Pero hay otros que se enfadaron con razón: los malos profesores. ¿Hay malos profesores? Sí, claro que los hay. Seguramente habrás coincidido, si no como compañero, como alumno, con alguno de ellos.

Los profesores que trabajamos día a día en los institutos nos conocemos muy bien: sabemos quién trabaja y quién no. Sabemos quién colabora y quién no; sabemos quién se preocupa por los alumnos y quién no, no me fastidies. Y yo he conocido malos profesores. Y me ha dado mucha rabia que tuvieran una plaza fija mientras que yo, con mis dos oposiciones aprobadas, aún tuviera que ir sacrificando un año de mi vida sí y otro no por conseguir la plaza que esa persona deshonraba.

Claro que hay malos profesores, como hay malos médicos, malos bomberos, malos políticos y malos periodistas; pero no deberían cobrar menos, deberían no ocupar esa plaza y dejar paso a un buen profesional.

La calidad de un profesor no se mide por su número de aprobados, eso es un error mayúsculo que solo denota desconocimiento del sistema educativo, una enfermedad demasiado extendida en este país. Tampoco me puede evaluar un agente externo, debe ser alguien cuyo día a día se desarrolle entre las paredes de un centro educativo. Y no solo hemos de ser evaluados los profesores, aunque sea más fácil ponernos en el punto de mira.

Actualmente trabajo en un centro que tiene un magnífico plan de evaluación interna que es una excepción en los 13 institutos por los que he pasado desde 2009, cuando debería ser la norma. A lo largo de casi 10 páginas, y en distintos apartados, la directiva y los Departamentos de Innovación Educativa y Orientación... (sé lo que estás pensando. No tienes una buena directiva, ¿verdad? Ellos también son evaluados por el claustro. El jefe de Departamento de Innovación es amiguete también del director o no hace su labor, ¿verdad? También es evaluado. El orientador también, tranquilo). Como decía, a lo largo de unas 10 páginas se evalúa nuestra labor como profesores en múltiples apartados.

¿Da sus clases o pone a los alumnos a hacer deberes mientras se dedica a otras cosas? ¿Prepara las clases e intenta actualizarlas cada curso? ¿Plantea propuestas de mejora? ¿Cumple con ellas? ¿Entrega todos los años la misma programación didáctica solo cambiando la fecha o introduce pequeños cambios en función de lo vivido el curso anterior?

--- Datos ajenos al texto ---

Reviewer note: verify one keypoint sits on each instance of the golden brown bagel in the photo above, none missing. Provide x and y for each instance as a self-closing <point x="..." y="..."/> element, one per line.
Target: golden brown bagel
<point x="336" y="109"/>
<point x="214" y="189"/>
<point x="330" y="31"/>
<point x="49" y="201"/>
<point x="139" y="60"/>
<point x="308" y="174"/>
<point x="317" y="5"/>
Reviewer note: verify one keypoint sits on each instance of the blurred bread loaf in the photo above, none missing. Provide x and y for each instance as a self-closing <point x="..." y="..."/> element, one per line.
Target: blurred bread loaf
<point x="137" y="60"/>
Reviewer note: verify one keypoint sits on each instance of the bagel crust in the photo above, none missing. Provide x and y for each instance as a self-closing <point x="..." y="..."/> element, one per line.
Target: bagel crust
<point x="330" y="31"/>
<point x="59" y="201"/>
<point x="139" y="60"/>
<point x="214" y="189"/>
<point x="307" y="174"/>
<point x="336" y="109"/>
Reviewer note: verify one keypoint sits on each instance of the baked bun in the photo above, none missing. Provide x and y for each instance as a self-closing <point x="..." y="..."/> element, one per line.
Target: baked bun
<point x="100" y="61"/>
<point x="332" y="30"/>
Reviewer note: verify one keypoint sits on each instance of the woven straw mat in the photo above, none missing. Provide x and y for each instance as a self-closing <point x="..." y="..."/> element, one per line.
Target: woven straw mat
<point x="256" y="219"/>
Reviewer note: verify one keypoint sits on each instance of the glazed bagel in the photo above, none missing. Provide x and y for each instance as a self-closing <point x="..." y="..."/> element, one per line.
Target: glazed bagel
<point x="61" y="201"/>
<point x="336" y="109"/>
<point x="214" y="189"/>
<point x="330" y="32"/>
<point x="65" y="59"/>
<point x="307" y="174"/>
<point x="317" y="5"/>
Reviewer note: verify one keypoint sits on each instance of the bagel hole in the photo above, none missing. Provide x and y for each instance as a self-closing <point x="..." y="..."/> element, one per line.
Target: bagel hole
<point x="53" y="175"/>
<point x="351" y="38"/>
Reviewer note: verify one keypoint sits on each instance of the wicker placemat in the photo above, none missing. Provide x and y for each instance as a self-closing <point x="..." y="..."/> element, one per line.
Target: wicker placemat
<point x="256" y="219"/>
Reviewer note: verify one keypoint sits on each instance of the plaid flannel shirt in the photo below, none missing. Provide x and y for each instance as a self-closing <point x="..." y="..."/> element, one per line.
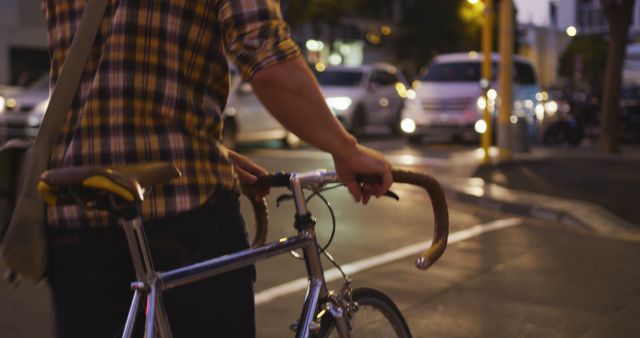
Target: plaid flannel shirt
<point x="154" y="88"/>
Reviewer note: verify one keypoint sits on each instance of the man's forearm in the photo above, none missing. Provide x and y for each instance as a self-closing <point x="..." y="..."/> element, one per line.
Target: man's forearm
<point x="290" y="92"/>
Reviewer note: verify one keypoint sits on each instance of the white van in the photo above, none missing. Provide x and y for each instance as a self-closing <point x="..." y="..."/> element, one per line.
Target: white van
<point x="448" y="97"/>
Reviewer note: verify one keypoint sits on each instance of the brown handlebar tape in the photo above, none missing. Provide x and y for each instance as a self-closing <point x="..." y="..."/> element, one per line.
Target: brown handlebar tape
<point x="431" y="186"/>
<point x="440" y="214"/>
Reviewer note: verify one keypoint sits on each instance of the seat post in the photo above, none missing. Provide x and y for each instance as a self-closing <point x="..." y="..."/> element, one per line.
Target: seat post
<point x="139" y="249"/>
<point x="147" y="282"/>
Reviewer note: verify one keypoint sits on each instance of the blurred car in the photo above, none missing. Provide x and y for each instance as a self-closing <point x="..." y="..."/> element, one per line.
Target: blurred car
<point x="368" y="95"/>
<point x="247" y="120"/>
<point x="21" y="111"/>
<point x="449" y="101"/>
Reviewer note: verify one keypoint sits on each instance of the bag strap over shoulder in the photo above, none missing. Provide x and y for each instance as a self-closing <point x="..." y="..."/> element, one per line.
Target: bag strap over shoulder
<point x="72" y="69"/>
<point x="24" y="246"/>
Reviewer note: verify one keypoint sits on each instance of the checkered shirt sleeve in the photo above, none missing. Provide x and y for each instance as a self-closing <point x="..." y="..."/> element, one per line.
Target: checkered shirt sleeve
<point x="154" y="89"/>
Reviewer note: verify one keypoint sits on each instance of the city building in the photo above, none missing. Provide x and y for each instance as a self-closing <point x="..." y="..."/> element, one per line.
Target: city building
<point x="23" y="42"/>
<point x="588" y="17"/>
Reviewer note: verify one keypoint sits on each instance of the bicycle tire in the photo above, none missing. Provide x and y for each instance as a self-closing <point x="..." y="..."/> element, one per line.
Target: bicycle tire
<point x="377" y="316"/>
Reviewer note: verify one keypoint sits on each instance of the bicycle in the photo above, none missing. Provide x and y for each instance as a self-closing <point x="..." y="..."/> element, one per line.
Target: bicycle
<point x="325" y="313"/>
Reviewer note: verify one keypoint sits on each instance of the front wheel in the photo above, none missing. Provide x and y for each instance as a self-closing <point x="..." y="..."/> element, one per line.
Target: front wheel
<point x="375" y="315"/>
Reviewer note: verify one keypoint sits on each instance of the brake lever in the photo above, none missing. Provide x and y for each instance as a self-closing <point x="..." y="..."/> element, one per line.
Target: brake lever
<point x="392" y="194"/>
<point x="282" y="198"/>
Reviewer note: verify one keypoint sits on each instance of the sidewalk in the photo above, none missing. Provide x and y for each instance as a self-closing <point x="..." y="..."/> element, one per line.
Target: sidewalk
<point x="574" y="185"/>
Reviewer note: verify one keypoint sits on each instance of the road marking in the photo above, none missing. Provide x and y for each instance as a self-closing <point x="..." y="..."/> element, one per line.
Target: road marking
<point x="300" y="284"/>
<point x="319" y="155"/>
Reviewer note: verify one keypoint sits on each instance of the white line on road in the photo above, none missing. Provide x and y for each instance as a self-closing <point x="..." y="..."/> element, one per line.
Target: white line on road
<point x="300" y="284"/>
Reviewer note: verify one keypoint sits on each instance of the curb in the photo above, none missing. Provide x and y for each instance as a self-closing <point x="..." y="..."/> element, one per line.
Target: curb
<point x="574" y="213"/>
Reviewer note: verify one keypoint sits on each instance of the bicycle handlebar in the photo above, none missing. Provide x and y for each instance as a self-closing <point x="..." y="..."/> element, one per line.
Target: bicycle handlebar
<point x="318" y="178"/>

¿Entrega la documentación que se le pide? ¿Muestra respeto por sus compañeros? ¿Promueve la lectura y cualquier clase de hábito cultural? Una decena de páginas que la única variación al sí o no que admiten es el a veces. Desde dentro y con una amplia valoración global es la única manera objetiva de evaluar a un profesional docente.

La práctica totalidad de la plantilla de maestros y profesores de este país son excelentes profesionales. Te lo digo yo que me dedico a esto. Como en todos sitios, hay ovejas negras, pero son la excepción; por eso de nuevo me pregunto ¿de qué tenéis miedo?